Nearly 70 percent of the respondents to this year's survey have full-time EHS responsibilities. For the others, job duties range from quality assurance to purchasing to building maintenance. One safety manager reported that his other duties included IT and network management. While he doesn't do safety full-time, "it seems that way." Many respondents were human resources managers who have safety and health as one of their responsibilities.

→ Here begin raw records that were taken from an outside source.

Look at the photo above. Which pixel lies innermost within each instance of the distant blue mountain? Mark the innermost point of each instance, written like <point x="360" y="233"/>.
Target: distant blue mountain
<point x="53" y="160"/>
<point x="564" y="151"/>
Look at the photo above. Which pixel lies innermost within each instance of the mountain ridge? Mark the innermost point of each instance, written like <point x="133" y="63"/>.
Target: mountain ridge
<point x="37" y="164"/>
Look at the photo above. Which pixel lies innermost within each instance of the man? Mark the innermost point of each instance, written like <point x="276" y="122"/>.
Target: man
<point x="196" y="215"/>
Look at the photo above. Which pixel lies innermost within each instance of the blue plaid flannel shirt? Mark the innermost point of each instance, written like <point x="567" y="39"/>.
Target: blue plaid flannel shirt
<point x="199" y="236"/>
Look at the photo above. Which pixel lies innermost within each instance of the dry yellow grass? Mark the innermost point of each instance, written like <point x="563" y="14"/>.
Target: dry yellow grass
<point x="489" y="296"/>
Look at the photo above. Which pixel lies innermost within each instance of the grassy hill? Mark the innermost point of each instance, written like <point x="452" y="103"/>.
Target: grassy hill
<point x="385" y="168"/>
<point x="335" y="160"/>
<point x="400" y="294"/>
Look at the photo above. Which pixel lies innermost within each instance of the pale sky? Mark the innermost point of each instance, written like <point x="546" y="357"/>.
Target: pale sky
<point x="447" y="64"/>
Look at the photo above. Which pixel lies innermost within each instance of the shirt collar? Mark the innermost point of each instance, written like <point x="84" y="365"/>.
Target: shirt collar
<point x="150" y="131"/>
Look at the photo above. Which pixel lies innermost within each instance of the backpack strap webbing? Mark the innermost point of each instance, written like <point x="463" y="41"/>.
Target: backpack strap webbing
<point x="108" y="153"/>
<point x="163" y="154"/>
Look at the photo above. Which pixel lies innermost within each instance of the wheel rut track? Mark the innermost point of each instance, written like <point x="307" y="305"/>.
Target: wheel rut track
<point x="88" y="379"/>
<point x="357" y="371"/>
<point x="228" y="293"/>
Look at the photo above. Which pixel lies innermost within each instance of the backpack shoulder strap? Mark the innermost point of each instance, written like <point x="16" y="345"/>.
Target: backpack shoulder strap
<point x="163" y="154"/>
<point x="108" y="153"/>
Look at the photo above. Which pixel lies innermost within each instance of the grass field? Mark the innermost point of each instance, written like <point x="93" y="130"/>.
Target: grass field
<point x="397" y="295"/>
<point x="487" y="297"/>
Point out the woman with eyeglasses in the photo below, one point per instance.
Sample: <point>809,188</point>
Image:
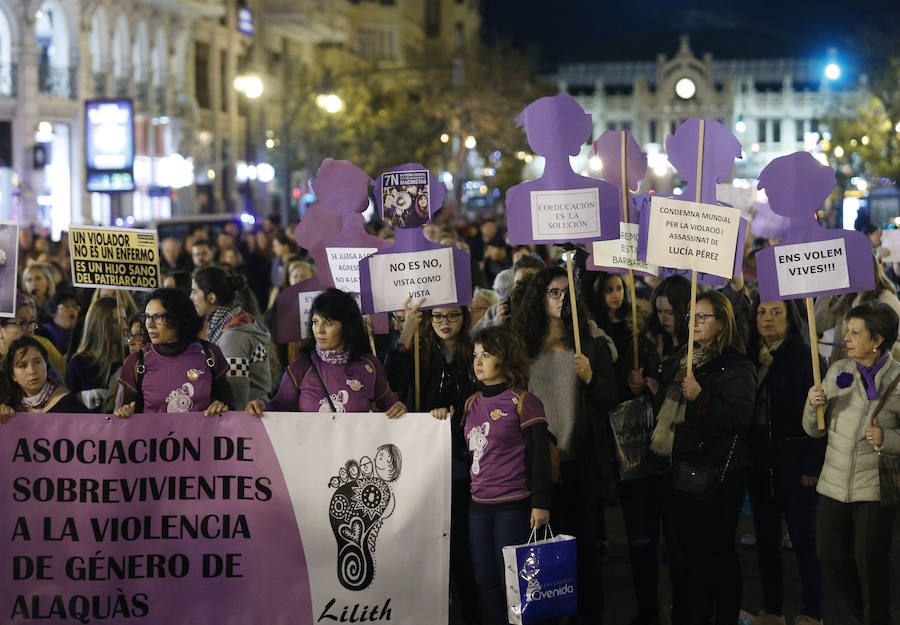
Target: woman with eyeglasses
<point>26,373</point>
<point>445,385</point>
<point>577,390</point>
<point>98,355</point>
<point>703,423</point>
<point>177,371</point>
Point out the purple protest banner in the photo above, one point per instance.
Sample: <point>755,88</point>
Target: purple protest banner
<point>719,150</point>
<point>811,260</point>
<point>560,206</point>
<point>415,267</point>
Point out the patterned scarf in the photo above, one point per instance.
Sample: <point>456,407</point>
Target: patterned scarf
<point>42,397</point>
<point>672,411</point>
<point>217,320</point>
<point>333,356</point>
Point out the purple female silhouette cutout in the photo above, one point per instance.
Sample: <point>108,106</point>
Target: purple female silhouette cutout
<point>551,209</point>
<point>608,147</point>
<point>408,240</point>
<point>720,148</point>
<point>811,260</point>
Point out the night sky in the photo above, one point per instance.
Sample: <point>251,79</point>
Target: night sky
<point>553,31</point>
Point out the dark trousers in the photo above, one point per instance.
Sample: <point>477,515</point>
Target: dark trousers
<point>490,530</point>
<point>706,572</point>
<point>797,506</point>
<point>853,541</point>
<point>574,512</point>
<point>642,507</point>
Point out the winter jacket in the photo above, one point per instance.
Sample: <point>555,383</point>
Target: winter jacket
<point>850,472</point>
<point>244,343</point>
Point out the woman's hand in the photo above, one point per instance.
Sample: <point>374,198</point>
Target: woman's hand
<point>583,368</point>
<point>875,435</point>
<point>816,396</point>
<point>256,407</point>
<point>539,517</point>
<point>412,317</point>
<point>689,388</point>
<point>397,410</point>
<point>442,413</point>
<point>636,381</point>
<point>6,413</point>
<point>125,411</point>
<point>216,408</point>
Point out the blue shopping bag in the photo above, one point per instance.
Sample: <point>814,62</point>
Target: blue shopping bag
<point>540,578</point>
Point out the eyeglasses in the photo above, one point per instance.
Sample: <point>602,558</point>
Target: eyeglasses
<point>24,324</point>
<point>157,319</point>
<point>556,293</point>
<point>438,318</point>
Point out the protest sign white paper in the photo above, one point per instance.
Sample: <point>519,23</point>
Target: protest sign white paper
<point>808,267</point>
<point>572,213</point>
<point>692,235</point>
<point>622,252</point>
<point>396,277</point>
<point>344,265</point>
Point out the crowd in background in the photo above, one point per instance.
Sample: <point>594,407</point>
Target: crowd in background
<point>745,412</point>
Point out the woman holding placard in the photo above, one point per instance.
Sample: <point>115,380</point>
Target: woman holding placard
<point>786,462</point>
<point>862,417</point>
<point>576,388</point>
<point>335,371</point>
<point>703,420</point>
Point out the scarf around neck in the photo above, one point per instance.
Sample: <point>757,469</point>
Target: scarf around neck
<point>868,375</point>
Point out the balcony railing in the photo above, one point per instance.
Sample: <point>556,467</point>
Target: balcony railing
<point>58,81</point>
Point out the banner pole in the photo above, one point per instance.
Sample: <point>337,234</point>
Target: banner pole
<point>693,309</point>
<point>814,352</point>
<point>572,301</point>
<point>416,369</point>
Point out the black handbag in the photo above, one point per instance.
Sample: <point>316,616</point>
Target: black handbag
<point>699,480</point>
<point>888,464</point>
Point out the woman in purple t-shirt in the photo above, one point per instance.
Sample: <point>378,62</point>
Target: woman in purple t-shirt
<point>335,371</point>
<point>177,371</point>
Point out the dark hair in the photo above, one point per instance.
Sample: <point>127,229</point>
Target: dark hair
<point>219,281</point>
<point>676,289</point>
<point>880,320</point>
<point>337,305</point>
<point>183,317</point>
<point>507,346</point>
<point>728,336</point>
<point>23,342</point>
<point>530,315</point>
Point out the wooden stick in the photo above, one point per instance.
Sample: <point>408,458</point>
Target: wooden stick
<point>572,301</point>
<point>416,370</point>
<point>814,352</point>
<point>631,290</point>
<point>690,363</point>
<point>371,334</point>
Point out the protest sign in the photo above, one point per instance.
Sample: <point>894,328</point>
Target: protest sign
<point>9,256</point>
<point>692,235</point>
<point>180,519</point>
<point>560,206</point>
<point>114,258</point>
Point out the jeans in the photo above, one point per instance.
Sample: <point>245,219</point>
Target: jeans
<point>798,508</point>
<point>491,529</point>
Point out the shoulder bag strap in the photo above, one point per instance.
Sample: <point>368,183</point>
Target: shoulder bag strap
<point>322,382</point>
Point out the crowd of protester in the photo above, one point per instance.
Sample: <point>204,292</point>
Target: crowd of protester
<point>528,402</point>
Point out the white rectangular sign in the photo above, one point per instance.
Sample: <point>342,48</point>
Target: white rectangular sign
<point>572,213</point>
<point>344,265</point>
<point>808,267</point>
<point>622,252</point>
<point>375,512</point>
<point>396,277</point>
<point>691,235</point>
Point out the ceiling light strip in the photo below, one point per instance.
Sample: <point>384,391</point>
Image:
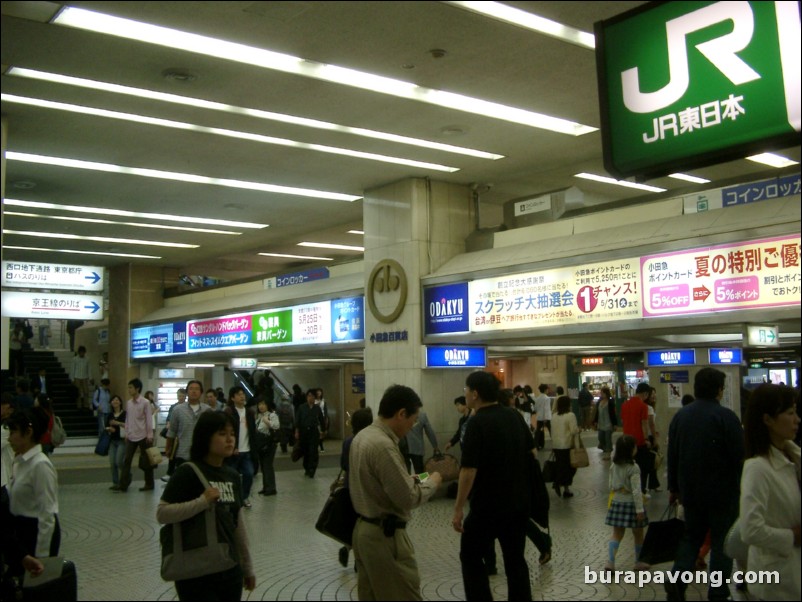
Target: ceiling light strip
<point>324,245</point>
<point>266,59</point>
<point>527,20</point>
<point>255,113</point>
<point>191,127</point>
<point>123,241</point>
<point>286,256</point>
<point>132,255</point>
<point>113,223</point>
<point>177,176</point>
<point>122,213</point>
<point>624,183</point>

EHS work may be demanding, but 84 percent of respondents said they intend to stay in the field until they retire. The vast majority cite altruistic reasons. "It's very satisfying to help find better, safer, healthier ways to accomplish work," said one respondent. Others mention the variety of issues and tasks in their jobs as stimulating and interesting. A supervisor of environmental health and safety said: "When I come to work in the morning, no matter what is on my to-do list, I really don't know what I will wind up spending most of my day with. I learn something new every day and I love learning new things."
For the minority, safety presents either a stepping stone on their career path or something they find unrewarding. Said one safety coordinator: "I have been given this responsibility out of company need, not my choice. I have a hard time being heard and taken seriously since safety is not a management concern but more of a necessity. I am not empowered to make change." A supervisor of safety and regulatory compliance in New York said safety was not enjoyable. "I feel constantly isolated and fighting an uphill battle. There is a lack of concern by supervisors to take responsibility for their part in ensuring the safety of their staff."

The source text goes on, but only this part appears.